In18, the information given by TEM images and other characterization techniques (NTA, TRPS and cryo-EM) is obtained for the first time. In particular, it is shown that the measurements from TEM images are equivalent to those provided by NTA, TRPS and cryo-EM, when segmented accurately. Hence, in the present work, to prove the usefulness of the proposed method, sEV diameter and roundness distributions were evaluated as a measure of the biological relevance of the results. In particular, the error in the estimation of the sEV diameter and roundness, δd and δr, were computed. Then, we tested whether the distribution of the diameter d and the roundness r provided was the same as that in the Ground Truth. Supplementary Fig. S5 and Table 1 show that the diameter distribution of the sEVs in our results can be considered the same as the one in the Ground Truth, and therefore, it can be assumed that our measurements are equivalent to those obtained using traditional approaches.

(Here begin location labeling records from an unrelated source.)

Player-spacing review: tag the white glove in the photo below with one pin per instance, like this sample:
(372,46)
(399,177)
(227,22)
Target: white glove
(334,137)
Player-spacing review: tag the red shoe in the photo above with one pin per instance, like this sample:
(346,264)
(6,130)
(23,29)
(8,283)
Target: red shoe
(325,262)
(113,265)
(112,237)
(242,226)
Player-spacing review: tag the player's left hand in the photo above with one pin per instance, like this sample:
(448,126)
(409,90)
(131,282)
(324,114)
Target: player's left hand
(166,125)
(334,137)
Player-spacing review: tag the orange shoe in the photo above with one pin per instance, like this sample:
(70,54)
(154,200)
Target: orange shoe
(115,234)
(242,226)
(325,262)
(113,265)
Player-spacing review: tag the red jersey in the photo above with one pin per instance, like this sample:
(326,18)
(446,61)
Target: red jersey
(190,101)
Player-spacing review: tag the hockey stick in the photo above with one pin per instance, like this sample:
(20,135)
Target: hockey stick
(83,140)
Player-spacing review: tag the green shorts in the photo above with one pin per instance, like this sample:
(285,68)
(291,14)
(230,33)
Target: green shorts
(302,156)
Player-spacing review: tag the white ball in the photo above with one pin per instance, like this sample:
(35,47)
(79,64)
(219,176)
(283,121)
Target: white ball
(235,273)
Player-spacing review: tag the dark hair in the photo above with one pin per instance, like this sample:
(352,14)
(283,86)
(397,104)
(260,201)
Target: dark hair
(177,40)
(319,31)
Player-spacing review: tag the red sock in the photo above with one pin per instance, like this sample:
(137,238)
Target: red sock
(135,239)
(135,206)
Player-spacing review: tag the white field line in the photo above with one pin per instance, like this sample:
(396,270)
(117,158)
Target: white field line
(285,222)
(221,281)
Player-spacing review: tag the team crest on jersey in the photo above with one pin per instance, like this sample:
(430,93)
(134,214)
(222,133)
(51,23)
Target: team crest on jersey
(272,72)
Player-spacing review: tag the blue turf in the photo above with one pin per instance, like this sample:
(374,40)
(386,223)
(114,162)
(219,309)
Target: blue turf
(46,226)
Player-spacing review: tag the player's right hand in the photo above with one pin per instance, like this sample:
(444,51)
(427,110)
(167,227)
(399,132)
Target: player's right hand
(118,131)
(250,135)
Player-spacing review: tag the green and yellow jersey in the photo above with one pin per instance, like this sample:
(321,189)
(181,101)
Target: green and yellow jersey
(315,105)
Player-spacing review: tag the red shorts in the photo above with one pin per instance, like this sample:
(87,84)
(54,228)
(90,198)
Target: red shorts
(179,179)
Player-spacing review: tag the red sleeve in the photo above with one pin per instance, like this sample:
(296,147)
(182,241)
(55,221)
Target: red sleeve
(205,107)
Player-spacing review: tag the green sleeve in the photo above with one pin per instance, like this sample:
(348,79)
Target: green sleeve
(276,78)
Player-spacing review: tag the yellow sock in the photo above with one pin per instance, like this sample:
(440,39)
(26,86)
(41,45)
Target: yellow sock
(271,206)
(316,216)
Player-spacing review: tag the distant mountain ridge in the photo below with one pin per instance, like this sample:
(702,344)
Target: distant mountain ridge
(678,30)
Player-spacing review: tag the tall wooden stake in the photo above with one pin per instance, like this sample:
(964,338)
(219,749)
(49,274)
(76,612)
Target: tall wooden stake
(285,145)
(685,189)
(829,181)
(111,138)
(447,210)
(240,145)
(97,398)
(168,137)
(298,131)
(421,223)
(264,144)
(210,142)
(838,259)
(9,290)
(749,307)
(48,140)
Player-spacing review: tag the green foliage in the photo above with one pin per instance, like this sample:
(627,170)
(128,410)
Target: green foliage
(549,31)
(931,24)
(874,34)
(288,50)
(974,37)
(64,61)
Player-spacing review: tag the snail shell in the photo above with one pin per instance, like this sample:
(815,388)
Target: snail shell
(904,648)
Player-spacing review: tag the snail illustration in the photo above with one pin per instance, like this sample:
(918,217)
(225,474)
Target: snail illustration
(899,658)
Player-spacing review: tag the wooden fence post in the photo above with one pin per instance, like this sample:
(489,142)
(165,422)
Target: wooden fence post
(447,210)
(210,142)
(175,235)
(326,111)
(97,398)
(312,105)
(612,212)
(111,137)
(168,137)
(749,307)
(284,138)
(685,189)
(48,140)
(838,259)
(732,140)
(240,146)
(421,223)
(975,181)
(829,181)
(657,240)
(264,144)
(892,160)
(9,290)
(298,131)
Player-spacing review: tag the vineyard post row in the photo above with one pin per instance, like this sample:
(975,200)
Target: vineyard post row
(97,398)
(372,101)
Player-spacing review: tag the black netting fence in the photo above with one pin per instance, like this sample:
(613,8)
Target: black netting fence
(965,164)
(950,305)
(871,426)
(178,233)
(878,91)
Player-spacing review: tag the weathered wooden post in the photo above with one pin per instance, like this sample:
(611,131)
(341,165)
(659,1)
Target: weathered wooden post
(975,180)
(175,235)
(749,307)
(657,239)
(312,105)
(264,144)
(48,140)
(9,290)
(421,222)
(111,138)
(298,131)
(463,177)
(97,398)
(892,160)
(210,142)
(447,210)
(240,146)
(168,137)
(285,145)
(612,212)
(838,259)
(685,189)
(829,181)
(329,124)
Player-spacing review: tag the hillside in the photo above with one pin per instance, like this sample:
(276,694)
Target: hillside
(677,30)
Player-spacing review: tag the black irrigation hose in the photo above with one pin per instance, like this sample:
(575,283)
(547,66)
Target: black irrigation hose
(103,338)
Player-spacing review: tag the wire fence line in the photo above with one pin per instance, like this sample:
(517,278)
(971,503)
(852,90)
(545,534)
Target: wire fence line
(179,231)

To sum up, we have presented a robust tool for sEV detection and segmentation in TEM images. After a suitable training based on very few images, the learned model has shown the ability to accurately process highly heterogeneous images. More importantly, the information extracted from the final instance segmentation masks have provide a close estimation of sEV morphology. Moreover, individual vesicle size and shape estimates have no bias when compared to that provided by the classical nanoscale characterization techniques as no prior assumption or calibration is needed. The integration of this tool into the characterization pipelines could help biomedical researchers in defining of sEV sub-populations, which could contribute to deciphering the role of sEVs in patho-physiological processes.